I can identify with this invasive pessimism. The irritation at other people's happiness, and the solidarity one can find with other miserable people. This book starts dark and goes to the light. It's like knowing your fate, and just trying to get there in the least painful way possible, and then finding yourself along the way. Like slowly walking in to the ocean, knowing you will drown. You struggle, until you just give up and find some sort of morbid peace in the knowledge that eventually you will sink, and then float up again.
The end of this novel made me cry. Not overflowing sobbing tears, but just a sneaky little wetness leaking out of my eyes, and that tickle feeling you get in your nose when you know you want to let some emotion go, but still you hold back. The book asks a good question, "Why is it so hard to articulate love yet so easy to express disappointment?" We go through our loves hating one another, despising family members, not understanding our children or our parents. We go through live full of criticism, not realizing that it's the small moments where you show love that make life worth all the hassle. And really, revenge is futile. Through the pain of realizing that his wife cheated on him, through the sick satisfaction that her lover didn't really love her, through the forgiveness and crash course in being left in charge of his own children, Matt eventually learns to let love in and let disappointment go. He learns to be an actual father, and though it's hard to say - he discovers that his wife dying may be the best thing to happen to him and his girls, in a difficult and honest way.
When our loved ones die, we can't revere them for being something they weren't. We can miss them, we can still love them, but "we need to come to terms with the dead and the people they truly were." We can't let the dead rule our lives forever. We have to move on.
Part of the reason I loved the novel Paris was that is told the stories of family lines going from the 1200s to the 1900s. It let us see families evolve and grow, change and follow old paths, it let us see how history repeats itself. In this novel, it also talks about how we descend from a long line of people that we can never truly know. Matt reflects on some of his ancestors, and remarks about how "it's funny that I think of them as the beginning, because they were also descendants of somebody, generations of prints on their DNA, traces of human migrations. They didn't come out of nowhere.
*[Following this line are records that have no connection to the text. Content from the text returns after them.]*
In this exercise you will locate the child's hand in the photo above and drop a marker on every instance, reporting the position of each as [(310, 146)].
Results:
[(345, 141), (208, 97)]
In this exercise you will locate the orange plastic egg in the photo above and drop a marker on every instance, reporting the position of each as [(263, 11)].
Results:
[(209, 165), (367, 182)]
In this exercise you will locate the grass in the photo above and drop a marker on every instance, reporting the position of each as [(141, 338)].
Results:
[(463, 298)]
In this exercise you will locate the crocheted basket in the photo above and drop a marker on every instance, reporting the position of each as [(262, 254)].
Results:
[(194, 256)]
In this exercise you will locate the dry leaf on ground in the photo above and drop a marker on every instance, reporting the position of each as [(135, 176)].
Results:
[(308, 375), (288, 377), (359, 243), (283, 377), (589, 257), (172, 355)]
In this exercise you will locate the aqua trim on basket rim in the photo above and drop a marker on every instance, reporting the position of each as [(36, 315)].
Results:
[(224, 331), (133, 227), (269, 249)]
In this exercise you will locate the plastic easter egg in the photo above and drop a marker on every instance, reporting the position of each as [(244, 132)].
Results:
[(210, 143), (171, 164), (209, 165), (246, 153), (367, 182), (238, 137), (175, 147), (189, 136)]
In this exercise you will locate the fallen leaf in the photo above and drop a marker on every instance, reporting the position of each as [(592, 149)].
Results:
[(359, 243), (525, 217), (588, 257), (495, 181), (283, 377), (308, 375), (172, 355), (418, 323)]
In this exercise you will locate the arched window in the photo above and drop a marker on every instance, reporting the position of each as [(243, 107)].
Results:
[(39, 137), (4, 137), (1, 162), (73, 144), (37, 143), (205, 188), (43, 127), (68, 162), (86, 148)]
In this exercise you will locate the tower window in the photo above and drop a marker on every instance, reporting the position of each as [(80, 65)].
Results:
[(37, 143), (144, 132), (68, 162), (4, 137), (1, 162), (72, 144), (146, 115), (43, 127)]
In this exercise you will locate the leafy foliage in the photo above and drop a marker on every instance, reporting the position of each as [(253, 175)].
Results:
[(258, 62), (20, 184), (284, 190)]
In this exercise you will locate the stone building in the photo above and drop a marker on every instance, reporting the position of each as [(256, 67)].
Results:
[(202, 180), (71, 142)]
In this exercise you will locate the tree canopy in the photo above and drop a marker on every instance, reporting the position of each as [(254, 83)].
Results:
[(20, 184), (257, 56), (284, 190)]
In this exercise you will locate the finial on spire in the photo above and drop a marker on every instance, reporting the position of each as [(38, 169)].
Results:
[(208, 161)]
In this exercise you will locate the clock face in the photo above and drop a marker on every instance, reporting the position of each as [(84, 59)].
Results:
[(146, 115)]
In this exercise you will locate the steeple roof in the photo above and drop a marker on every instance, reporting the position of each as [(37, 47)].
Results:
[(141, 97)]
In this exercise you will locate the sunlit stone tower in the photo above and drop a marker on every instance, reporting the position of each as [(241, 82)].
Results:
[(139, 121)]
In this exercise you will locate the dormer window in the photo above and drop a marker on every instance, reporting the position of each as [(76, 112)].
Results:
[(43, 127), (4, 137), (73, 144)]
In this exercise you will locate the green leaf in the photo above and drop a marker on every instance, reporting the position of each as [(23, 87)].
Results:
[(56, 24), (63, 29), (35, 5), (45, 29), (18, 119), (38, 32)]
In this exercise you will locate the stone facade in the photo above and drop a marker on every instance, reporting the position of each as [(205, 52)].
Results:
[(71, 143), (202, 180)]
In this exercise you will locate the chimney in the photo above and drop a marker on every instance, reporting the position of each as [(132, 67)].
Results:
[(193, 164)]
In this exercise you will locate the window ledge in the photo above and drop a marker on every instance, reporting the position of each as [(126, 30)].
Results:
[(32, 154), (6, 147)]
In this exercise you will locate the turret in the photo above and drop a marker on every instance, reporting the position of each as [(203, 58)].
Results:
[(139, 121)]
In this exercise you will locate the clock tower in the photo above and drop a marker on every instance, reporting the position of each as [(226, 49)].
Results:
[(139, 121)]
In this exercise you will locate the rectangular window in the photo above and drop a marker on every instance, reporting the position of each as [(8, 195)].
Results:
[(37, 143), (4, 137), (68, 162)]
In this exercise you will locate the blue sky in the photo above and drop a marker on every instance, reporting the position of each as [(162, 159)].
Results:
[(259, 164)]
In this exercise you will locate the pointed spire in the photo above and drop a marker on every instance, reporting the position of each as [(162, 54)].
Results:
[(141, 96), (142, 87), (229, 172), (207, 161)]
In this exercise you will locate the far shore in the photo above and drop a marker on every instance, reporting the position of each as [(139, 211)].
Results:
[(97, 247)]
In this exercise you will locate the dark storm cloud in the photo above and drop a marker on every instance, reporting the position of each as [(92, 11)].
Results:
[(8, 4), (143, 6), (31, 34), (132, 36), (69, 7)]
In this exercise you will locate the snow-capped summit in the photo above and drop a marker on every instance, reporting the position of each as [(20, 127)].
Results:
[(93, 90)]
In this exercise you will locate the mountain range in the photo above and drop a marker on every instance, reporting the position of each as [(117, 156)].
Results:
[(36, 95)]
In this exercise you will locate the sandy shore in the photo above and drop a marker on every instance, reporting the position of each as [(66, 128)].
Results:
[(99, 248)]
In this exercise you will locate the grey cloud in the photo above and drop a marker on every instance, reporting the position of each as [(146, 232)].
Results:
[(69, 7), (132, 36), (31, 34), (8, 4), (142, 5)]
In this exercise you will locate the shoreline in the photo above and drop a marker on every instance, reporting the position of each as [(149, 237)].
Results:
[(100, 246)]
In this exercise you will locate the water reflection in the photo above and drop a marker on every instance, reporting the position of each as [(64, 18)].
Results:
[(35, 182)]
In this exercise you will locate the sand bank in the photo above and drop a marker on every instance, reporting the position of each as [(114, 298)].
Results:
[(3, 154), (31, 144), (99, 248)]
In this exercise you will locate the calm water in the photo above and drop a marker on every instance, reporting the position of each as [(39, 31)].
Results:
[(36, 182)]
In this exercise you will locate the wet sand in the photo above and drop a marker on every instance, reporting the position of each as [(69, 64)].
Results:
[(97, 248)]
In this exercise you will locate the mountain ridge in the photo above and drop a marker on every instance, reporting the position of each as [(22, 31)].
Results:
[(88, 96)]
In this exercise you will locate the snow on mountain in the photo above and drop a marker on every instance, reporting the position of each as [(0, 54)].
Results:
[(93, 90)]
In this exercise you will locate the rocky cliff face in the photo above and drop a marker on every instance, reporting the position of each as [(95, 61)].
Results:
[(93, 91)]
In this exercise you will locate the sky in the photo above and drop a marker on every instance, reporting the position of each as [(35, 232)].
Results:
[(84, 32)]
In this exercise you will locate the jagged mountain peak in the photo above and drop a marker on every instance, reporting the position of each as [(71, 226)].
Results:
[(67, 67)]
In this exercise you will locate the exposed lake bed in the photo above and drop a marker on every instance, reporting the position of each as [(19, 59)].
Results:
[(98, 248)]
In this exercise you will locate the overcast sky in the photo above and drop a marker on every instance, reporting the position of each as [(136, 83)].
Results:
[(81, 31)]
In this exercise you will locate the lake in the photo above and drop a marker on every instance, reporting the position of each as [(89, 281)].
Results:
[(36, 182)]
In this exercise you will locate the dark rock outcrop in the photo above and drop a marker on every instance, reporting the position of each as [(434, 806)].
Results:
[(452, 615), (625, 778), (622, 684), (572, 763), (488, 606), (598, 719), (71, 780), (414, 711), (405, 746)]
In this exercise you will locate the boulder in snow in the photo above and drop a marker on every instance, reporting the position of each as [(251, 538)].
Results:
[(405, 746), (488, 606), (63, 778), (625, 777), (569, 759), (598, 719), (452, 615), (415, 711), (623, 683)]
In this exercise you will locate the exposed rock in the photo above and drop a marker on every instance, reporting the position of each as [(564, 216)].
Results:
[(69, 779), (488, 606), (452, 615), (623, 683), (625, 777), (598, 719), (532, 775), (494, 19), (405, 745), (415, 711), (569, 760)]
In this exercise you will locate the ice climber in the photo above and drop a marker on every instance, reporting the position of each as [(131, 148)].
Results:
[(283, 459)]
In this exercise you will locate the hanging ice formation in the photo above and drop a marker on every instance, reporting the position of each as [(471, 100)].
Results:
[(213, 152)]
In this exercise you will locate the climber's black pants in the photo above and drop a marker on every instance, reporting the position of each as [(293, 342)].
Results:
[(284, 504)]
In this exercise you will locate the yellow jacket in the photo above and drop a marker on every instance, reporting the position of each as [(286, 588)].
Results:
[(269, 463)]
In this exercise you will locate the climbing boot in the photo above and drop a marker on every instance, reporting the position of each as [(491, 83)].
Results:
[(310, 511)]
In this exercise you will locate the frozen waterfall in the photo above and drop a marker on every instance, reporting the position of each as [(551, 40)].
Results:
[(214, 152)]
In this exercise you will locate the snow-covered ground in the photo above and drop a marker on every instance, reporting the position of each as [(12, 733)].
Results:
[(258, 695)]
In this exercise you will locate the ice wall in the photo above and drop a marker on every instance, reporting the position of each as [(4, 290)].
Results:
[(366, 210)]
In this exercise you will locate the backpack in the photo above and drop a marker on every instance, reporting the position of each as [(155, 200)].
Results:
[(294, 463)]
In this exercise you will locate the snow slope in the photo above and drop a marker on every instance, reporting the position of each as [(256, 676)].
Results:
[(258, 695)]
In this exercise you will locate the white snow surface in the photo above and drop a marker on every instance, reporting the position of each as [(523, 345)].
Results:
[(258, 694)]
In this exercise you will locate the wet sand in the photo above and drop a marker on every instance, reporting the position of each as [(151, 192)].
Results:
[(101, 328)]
Everyone comes from someone who comes from someone else, and this to me is remarkable. We can't know the people who are in us. We'll all have our moment at the top of the tree."
Read this book and go on the tremulous journey with the Kings. You will find yourself remembering your own family, your own faults, your own secrets, your own legacies. How did we get here? Where are we going? How do we, honestly and bravely, move on and say goodbye? This book is poetic, it's peaceful, it's sad and funny and disturbing. It's a good reflection on life, love, and yes ... disappointment.